Visiblement très bien construit, le Trajet profite de l'expérience accumulée par ses concurrents, depuis l'avènement des monospaces en 1982. Avec son style policé, ses portes battantes et son vaste hayon, il reprend l'aspect typique de ces véhicules. Il se distingue toutefois par une amorce de capot avant, à la manière du Mazda MPV, ce qui redresse un peu le pare-brise avec un effet bénéfique pour la visibilité et la climatisation.
Long de 4,7 m sur un empattement généreux de 2,83 m, fort de ses sept places, d'une modularité maximale, le Hyundai Trajet opte pour un puissant moteur à essence de 2 l en attendant l'arrivée d'un Diesel à injection directe à rampe commune réalisé par l'italien VM et programmé pour le début de l'année prochaine.

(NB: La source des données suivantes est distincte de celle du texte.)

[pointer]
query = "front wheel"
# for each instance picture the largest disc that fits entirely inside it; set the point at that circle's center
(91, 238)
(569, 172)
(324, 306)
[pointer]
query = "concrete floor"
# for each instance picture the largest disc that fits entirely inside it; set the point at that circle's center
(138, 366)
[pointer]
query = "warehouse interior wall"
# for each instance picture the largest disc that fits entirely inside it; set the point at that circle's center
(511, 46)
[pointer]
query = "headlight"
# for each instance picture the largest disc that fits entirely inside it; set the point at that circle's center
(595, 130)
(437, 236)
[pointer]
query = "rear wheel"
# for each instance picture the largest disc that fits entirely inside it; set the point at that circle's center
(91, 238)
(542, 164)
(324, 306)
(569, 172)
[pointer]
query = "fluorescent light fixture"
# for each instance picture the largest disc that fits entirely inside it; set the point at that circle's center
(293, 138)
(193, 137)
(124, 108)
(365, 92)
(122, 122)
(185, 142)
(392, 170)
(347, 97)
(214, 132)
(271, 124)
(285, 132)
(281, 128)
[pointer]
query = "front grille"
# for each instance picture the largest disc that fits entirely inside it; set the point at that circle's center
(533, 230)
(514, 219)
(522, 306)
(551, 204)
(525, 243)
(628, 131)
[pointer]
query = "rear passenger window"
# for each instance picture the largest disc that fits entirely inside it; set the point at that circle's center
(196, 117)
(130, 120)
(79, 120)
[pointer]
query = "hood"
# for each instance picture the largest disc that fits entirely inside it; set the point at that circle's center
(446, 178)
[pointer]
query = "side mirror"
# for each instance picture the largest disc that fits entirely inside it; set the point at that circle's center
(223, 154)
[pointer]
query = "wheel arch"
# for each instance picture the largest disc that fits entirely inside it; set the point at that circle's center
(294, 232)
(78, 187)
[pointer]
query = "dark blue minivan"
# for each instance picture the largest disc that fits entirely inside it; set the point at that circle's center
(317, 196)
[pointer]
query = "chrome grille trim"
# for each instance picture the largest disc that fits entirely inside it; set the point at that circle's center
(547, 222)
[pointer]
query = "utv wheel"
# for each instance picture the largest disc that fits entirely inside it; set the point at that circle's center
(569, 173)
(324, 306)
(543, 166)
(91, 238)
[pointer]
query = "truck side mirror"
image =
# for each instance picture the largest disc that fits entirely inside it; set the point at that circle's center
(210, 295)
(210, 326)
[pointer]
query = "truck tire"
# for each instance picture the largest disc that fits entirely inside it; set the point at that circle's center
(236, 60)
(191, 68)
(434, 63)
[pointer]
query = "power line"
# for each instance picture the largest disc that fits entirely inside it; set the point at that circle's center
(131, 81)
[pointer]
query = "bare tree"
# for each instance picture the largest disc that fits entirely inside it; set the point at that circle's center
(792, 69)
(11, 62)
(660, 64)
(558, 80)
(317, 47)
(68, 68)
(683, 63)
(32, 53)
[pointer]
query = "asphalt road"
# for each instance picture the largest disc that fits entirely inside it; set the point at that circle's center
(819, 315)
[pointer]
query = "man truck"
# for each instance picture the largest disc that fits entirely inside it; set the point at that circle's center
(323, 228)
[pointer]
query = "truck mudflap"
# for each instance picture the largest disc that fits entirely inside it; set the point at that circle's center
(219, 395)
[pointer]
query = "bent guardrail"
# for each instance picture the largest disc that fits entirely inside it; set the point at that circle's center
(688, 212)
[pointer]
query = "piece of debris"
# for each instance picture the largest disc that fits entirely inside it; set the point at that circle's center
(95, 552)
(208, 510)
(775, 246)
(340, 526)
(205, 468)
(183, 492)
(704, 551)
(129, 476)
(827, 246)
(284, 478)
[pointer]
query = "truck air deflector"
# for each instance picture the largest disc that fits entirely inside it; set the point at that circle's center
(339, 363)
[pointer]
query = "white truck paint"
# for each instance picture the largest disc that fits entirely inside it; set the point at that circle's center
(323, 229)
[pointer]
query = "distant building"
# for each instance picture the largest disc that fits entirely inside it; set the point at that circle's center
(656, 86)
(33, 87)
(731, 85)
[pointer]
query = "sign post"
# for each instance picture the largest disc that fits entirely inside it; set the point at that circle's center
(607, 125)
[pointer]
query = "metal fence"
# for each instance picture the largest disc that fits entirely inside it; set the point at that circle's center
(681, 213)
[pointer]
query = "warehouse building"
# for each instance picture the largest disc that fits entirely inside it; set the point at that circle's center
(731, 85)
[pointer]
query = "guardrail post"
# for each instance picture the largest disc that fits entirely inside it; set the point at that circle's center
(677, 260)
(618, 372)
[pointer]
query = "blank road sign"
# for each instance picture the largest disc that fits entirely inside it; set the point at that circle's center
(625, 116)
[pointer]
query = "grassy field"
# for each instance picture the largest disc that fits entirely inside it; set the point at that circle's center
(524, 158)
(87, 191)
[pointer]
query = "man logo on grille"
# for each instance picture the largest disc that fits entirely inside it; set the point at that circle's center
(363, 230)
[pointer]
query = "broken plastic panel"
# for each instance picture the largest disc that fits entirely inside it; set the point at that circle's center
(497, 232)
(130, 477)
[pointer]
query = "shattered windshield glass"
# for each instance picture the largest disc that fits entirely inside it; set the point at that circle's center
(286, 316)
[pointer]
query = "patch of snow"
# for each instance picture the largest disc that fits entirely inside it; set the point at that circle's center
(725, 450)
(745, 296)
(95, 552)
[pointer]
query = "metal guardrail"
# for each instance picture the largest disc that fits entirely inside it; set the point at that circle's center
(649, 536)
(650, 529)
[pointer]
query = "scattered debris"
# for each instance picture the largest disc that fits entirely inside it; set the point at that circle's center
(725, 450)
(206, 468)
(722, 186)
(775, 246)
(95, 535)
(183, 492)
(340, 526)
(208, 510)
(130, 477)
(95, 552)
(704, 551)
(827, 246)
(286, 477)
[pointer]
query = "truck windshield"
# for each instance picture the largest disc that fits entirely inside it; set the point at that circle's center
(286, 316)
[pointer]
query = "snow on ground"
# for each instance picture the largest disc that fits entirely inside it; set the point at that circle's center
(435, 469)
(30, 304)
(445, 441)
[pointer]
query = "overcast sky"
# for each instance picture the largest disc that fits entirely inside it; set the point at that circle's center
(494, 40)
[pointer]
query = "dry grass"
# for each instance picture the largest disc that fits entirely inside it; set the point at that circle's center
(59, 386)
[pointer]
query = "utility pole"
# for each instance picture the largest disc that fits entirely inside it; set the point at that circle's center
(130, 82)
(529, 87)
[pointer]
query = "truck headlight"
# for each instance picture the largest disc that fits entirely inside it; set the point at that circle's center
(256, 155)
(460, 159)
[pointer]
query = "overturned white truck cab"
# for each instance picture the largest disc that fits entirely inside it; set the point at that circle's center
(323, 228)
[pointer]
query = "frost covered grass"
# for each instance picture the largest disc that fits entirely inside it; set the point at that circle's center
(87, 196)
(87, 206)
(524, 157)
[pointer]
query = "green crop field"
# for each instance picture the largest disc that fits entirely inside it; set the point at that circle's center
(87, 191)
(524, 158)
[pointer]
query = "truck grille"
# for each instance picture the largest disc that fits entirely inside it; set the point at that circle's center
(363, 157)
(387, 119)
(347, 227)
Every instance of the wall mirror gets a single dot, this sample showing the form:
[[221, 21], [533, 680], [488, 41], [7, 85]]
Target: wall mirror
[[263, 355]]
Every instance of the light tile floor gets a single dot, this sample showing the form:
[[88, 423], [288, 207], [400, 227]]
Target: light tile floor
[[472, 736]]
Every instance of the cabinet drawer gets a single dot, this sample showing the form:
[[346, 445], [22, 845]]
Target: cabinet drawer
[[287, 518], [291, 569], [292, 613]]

Hyundai est passé maître dans l'art de remplir un cahier des charges. Des rétroviseurs dégivrants aux phares antibrouillard en passant par les boucliers peints dans la couleur de la caisse et de solides poignées de porte, tout y est !
A l'intérieur, le coréen a opté pour les sièges individuels les plus demandés et pour une modularité maximale, ce qui constitue toujours un argument de vente imparable, même si, finalement, les clients utilisent très peu les possibilités qui leur sont offertes. Avec une largeur aux coudes de 1,5 m et une hauteur sous pavillon supérieure à 90 cm, le Trajet est spacieux, et sa surface vitrée, à première vue un peu juste, n'est pas un inconvénient une fois installé à bord.
Détaillée dans notre encadré, la revue des commodités montre que Hyundai n'a pas lésiné sur l'abondance et la qualité de l'équipement. Aucune lacune importante à signaler, si on admet que le cache-bagages est souvent plus encombrant qu'utile sur un véhicule appelé à changer souvent de configuration.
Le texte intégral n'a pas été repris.